Aus dem Chortizaer Gebiet stammt auch eine kleine philatelistische Rarität der Neuzeit. Eine Postkarte von deutschen Siedlern aus der kleinen Kolonie Schönwiese ist mit einer seltenen halbierten Sondermarke frankiert. Deren Ursache war die Portoerhöhung vom 1.6.1931. Man benötigte plötzlich für die vorhandenen 5-Kopeken-Postkarten 5 Kopeken Zusatzfrankatur, die nachweislich in der kleinen Bahnstation Alexandrovsk nicht verfügbar waren. So behalf man sich durch Halbierung der vorhandenen 10-Kopeken-Marken.

Postkarte vom 31.VII.1931 aus Schönwiese gestempelt Alexandrovsk / Voksal 1.8.31 nach Berdyansk (3.8.31). frankiert mit einer halbierten 10 Kopeken-Marke zum 25. Jahrestag der 1905-er Revolution (Mi.-Nr. 396A). Auf der Rückseite in gutem deutsch Nachrichten an Verwandte.
Schließen wir den Kreis um den Brief Katharinas der Großen mit dem Verweis auf ihren Sohn Zar Paul I., der sich weiterhin darum bemühte, die von seiner Mutter zugewonnenen südrussischen Gebiete zu besiedeln.

Probedruck aus der Markenserie zum 300. Jubiläum der Romanov-Dynastie mit dem Bildnis Paul I.

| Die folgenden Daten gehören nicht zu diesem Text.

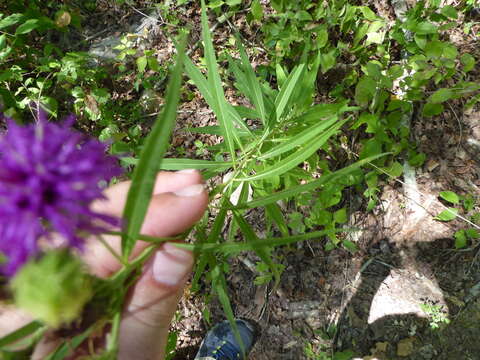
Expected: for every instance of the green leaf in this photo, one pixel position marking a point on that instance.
(219, 285)
(467, 60)
(450, 51)
(27, 26)
(472, 233)
(204, 87)
(66, 347)
(20, 333)
(450, 196)
(213, 237)
(328, 60)
(349, 245)
(274, 212)
(255, 91)
(284, 97)
(322, 37)
(281, 75)
(291, 161)
(449, 11)
(232, 248)
(365, 90)
(425, 28)
(181, 164)
(300, 139)
(432, 109)
(394, 170)
(460, 239)
(141, 63)
(295, 190)
(447, 215)
(340, 216)
(368, 13)
(10, 20)
(220, 105)
(257, 10)
(252, 238)
(156, 144)
(441, 95)
(434, 48)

Er setzte die Werbung deutscher Einwanderer fort, in dem er im Jahre 1800 den pazifistischen Mennoniten das so wichtige Privileg der Befreiung vom Wehrdienst „auf ewige Zeiten“ verkündete. Dies förderte nochmals den Zuzug vieler westpreußischer Mennoniten. In der Folge entstanden viele deutsche Siedlungen am Fluss Molotschnaja (Milchfluss) nördlich des Asowschen Meeres.